A new study has found evidence that overweight and obese people can significantly reduce the effects of excessive daytime sleepiness through deliberate weight loss.
Up to one in six people are affected by excessive daytime sleepiness in Australia. It’s a serious condition that can increase the risk of home and workplace accidents and injuries, as well as academic performance.
But there’s some good news for sufferers thanks to a new study from Deakin and Monash Universities and the Baker Heart and Diabetes Institute. Weight loss has proven to reduce sleepiness during the day.
Weight Loss Helps Sleep Disorder
The study’s first author is Winda Ng, a visiting PhD student at Deakin University.
She said sleepiness reduced work and academic performance and increased the risk of accidents, injuries and mortality. But little was known about the actual relationship between weight loss and the condition until the findings of the newly-published study.
The research focused on whether intentional weight loss improved daytime sleepiness. It drew on data from 42 studies from Australia and around the globe.

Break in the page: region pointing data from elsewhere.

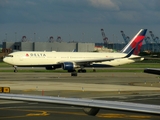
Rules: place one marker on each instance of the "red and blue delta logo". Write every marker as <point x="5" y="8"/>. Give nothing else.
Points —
<point x="27" y="55"/>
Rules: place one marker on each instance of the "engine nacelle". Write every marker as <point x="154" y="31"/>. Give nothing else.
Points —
<point x="91" y="111"/>
<point x="53" y="67"/>
<point x="50" y="68"/>
<point x="68" y="66"/>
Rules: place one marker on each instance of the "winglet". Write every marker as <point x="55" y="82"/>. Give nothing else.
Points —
<point x="135" y="43"/>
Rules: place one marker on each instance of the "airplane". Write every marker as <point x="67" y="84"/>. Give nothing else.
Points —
<point x="72" y="60"/>
<point x="90" y="107"/>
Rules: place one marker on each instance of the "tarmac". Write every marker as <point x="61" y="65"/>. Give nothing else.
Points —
<point x="120" y="86"/>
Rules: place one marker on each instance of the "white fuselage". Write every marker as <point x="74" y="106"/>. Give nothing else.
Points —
<point x="28" y="58"/>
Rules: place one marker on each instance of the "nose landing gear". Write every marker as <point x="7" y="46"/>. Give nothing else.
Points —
<point x="15" y="69"/>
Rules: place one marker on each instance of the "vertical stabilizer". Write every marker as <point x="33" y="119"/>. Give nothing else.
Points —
<point x="135" y="43"/>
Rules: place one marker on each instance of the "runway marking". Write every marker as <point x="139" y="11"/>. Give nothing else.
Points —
<point x="36" y="113"/>
<point x="47" y="113"/>
<point x="112" y="115"/>
<point x="44" y="113"/>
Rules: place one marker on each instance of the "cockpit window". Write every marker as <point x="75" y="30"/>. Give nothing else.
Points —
<point x="9" y="56"/>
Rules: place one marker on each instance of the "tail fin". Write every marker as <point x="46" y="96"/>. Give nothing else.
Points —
<point x="135" y="43"/>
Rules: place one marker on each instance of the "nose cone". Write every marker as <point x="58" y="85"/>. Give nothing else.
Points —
<point x="7" y="60"/>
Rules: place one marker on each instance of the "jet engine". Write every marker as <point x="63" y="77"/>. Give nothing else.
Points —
<point x="91" y="111"/>
<point x="53" y="67"/>
<point x="68" y="66"/>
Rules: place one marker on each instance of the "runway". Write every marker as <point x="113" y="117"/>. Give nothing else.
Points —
<point x="132" y="87"/>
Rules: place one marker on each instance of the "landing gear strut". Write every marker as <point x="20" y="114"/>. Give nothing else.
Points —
<point x="15" y="69"/>
<point x="82" y="70"/>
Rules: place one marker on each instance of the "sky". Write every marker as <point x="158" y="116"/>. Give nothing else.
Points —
<point x="77" y="20"/>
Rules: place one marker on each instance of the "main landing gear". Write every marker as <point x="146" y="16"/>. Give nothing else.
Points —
<point x="74" y="72"/>
<point x="15" y="69"/>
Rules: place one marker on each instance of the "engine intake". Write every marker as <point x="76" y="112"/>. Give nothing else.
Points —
<point x="68" y="66"/>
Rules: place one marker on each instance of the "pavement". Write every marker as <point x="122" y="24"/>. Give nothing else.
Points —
<point x="132" y="87"/>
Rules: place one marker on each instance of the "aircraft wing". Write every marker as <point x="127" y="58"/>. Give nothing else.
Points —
<point x="88" y="61"/>
<point x="152" y="71"/>
<point x="86" y="103"/>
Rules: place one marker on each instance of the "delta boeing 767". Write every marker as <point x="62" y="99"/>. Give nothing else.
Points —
<point x="73" y="60"/>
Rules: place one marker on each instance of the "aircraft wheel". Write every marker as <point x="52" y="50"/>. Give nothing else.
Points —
<point x="84" y="71"/>
<point x="15" y="71"/>
<point x="74" y="74"/>
<point x="79" y="70"/>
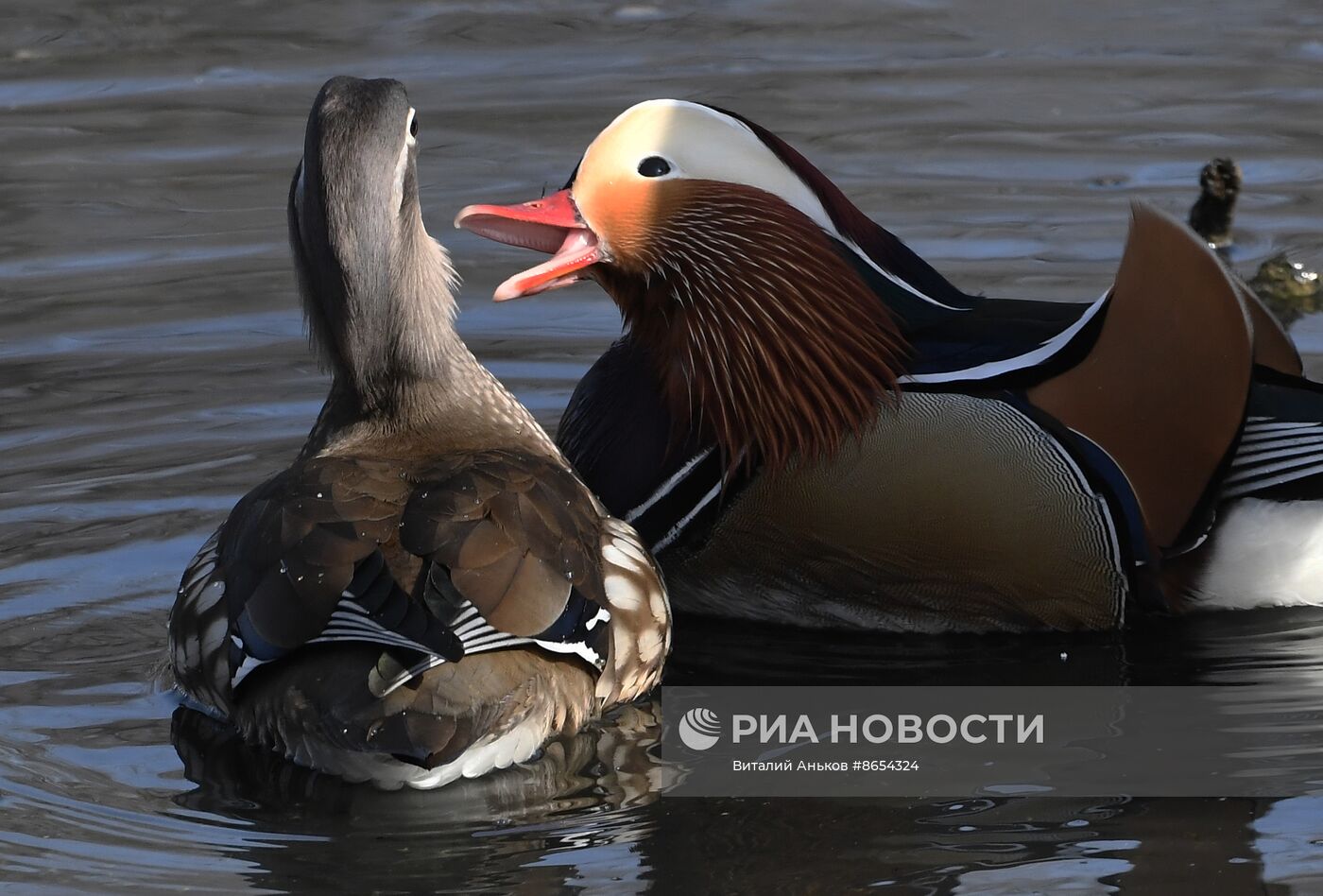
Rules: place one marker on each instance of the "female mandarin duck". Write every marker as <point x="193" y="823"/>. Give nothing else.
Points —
<point x="811" y="425"/>
<point x="427" y="592"/>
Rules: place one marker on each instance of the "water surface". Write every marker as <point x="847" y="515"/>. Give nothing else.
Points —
<point x="152" y="368"/>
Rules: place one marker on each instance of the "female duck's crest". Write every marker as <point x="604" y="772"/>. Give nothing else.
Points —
<point x="744" y="268"/>
<point x="376" y="287"/>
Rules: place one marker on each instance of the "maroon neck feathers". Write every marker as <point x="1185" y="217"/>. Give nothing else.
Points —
<point x="764" y="336"/>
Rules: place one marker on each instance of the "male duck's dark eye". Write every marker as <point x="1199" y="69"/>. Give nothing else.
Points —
<point x="654" y="167"/>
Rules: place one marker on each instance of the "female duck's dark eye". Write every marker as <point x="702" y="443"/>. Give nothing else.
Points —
<point x="654" y="167"/>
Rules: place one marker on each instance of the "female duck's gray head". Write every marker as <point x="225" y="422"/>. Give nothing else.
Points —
<point x="376" y="288"/>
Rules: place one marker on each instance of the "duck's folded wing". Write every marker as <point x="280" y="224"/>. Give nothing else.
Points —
<point x="529" y="556"/>
<point x="300" y="561"/>
<point x="513" y="542"/>
<point x="1163" y="389"/>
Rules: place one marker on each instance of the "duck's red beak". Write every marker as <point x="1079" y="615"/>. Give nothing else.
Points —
<point x="551" y="224"/>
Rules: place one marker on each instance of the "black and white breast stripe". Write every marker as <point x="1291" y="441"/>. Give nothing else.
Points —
<point x="684" y="499"/>
<point x="1273" y="452"/>
<point x="1002" y="367"/>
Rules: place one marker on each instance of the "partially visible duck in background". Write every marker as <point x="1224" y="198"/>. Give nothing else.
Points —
<point x="427" y="592"/>
<point x="814" y="426"/>
<point x="1286" y="287"/>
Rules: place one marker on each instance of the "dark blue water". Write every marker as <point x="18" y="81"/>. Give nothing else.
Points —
<point x="152" y="368"/>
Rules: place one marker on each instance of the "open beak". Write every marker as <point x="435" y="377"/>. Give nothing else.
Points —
<point x="551" y="224"/>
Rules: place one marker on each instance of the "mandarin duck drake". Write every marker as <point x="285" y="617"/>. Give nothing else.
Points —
<point x="810" y="425"/>
<point x="427" y="592"/>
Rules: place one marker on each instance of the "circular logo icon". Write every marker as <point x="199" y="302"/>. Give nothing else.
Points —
<point x="700" y="728"/>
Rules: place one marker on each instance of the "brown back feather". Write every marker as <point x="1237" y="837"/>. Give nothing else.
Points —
<point x="766" y="339"/>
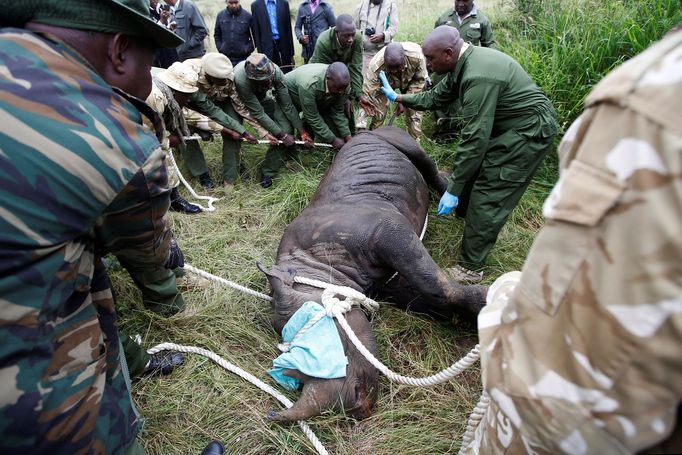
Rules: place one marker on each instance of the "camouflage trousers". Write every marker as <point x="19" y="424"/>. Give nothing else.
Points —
<point x="413" y="118"/>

“We found that daytime sleepiness clearly improved after participation in weight loss interventions. And that’s all kinds of weight loss including surgical, diet or increased physical activity,” Miss Ng said.
“Weight loss had a moderate to large effect in the surgical group and small to moderate for non-surgical interventions.”
The findings are likely to provide health professionals with an alternative treatment strategy in dealing with the common problem of daytime sleepiness. And they could also pave the way for further important research in the area.
The Next Step
Ms Ng said given the increasing prevalence of obesity, it was important that people understood the consequences of being obese.
“People have looked at many different diseases such as cardiovascular disease. But sleep disorders are a neglected area in the research,” she said.
“This study provides an alternative treatment strategy for sleepiness and people with obesity. Because treatments such as Continuous Positive Airway Pressure may not always be suitable to everyone.”
Miss Ng said the next step was to work out the actual pathways where weight loss improved daytime sleepiness. This would provide a more targeted treatment strategy.
The latest findings could also motivate people with obesity to lose weight, reaping other health benefits in the process.
Australia’s Obesity Rate
Official figures put the prevalence of obesity across the globe at 10.8 per cent of men and 14.9 per cent of women in 2014.
This is a serious jump on 1975 figures of 3.2 per cent of men and 6.4 per cent of women.
Australia’s obesity prevalence in 2014, stood at 28.4 per cent of men and 27.4 per cent of women.